Jnaneshwari (Bhavartha Dipika)

by Ramchandra Keshav Bhagwat | 1954 | 284,137 words | ISBN-10: 8185208123 | ISBN-13: 9788185208121

This is verse 7.27 of the Jnaneshwari (Bhavartha-Dipika), the English translation of 13th-century Marathi commentary on the Bhagavad-Gita.—The Dnyaneshwari (Jnaneshwari) brings to light the deeper meaning of the Gita which represents the essence of the Vedic Religion. This is verse 27 of the chapter called Jnana-vijnana-yoga.

Verse 7.27:By reason of the delusion of the ‘dualisms’ springing from desires and aversions, O Scion of Bharata, all beings are, at (their) creation, overcome by confusion, O Tormentor of foes. (167)

Commentary called Jnaneshwari by Jnaneshwar:

The ego fell in love with the body; out of that love is born the child, full of desire.

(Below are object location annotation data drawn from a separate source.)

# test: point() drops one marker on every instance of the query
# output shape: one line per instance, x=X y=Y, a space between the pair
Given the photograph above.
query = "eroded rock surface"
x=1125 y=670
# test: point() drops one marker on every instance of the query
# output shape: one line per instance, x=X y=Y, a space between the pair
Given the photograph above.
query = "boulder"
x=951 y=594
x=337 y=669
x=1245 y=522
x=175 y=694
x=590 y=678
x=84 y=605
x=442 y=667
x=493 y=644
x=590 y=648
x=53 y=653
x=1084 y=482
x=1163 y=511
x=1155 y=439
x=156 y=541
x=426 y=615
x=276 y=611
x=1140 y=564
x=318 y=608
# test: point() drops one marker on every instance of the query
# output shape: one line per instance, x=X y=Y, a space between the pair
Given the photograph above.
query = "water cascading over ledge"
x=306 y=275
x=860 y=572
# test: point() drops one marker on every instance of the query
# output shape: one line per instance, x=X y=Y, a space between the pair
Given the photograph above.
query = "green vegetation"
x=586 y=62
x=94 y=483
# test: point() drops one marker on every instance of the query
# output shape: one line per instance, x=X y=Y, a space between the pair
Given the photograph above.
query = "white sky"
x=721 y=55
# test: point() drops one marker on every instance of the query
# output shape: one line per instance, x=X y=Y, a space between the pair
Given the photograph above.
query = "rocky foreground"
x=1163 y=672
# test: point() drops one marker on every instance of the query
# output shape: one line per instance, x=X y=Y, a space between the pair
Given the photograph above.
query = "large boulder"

When this girl (desires) comes of age and blooming youth, she becomes the wife of hatred. The offspring of this union was a male child in the form of delusion of the pairs of opposites (such as pleasure and pain, joy and sorrow etc.), which was nursed and brought up by its grandfather—the Ego. In due course this boy (infatuation) being fed up on the milk of hope, becomes the enemy of firmness of spirit, and being unruly, is not curbed by the restraint of senses, and gets intoxicated by the drink of discontent; he (the boy) is never sick of enjoyment in the dwelling of senses. He scatters thorns of false notions and ideas, on the clean path of pure feelings, and opens out all the crooked ways of evil actions. All creatures get confused thereby (by the doings of infatuation etc.) and get into the jungle of earthly existence, suffering hard blows of misery.